Abstract

Abstract Colloid cysts are rare lesions that account for up to 2% of all intracranial tumors. They are commonly found posterior to the foramen of Monro in the third ventricle and classified as benign lesions due to their slow-growing nature. Diagnosis of colloid cysts are often incidental finds on diagnostic imaging or at autopsy. The strategic location of these cysts primary causes gradual or acute hydrocephalus, as evidenced by flattened gyri and deepened sulci on MRI, nausea, vomiting, and papilledema. Enlargement of the cyst itself can cause a mass effect, which commonly presents with symptoms of ataxia, memory loss, and rapid neurologic deterioration. Microsurgery, endoscopic removal, and stereotactic aspiration are cited to be the most commonly employed treatments in the management of colloid cysts.
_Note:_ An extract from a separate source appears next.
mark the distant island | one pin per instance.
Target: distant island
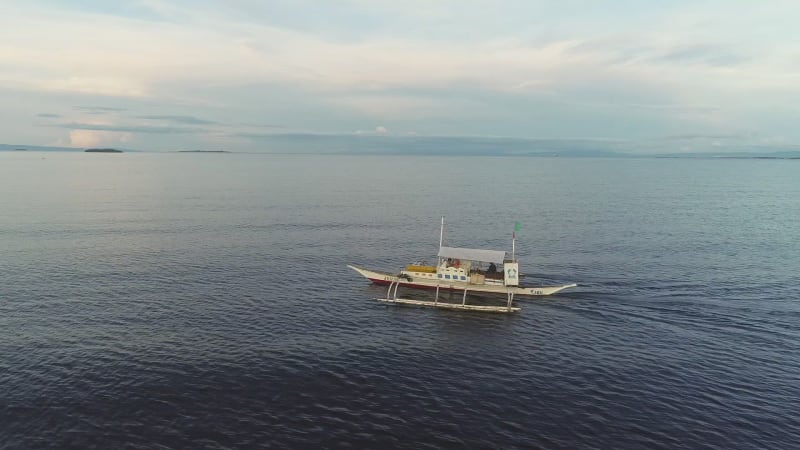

However, there is no one procedure better than another; the benefits and limitations of several procedures are discussed. Treatment of choice is weighed by clinical judgment and surgical experience that vary between neurosurgeons. Although benign, colloid cysts rarely but can lead to sudden death. Therefore, it is important to consider colloid cysts and other intracranial tumors on the differential diagnosis when presented with acute hydrocephalus and papilledema. We report a case of sudden death in a 22-year-old black female due to obstructive hydrocephalus by a colloid cyst in the third ventricle.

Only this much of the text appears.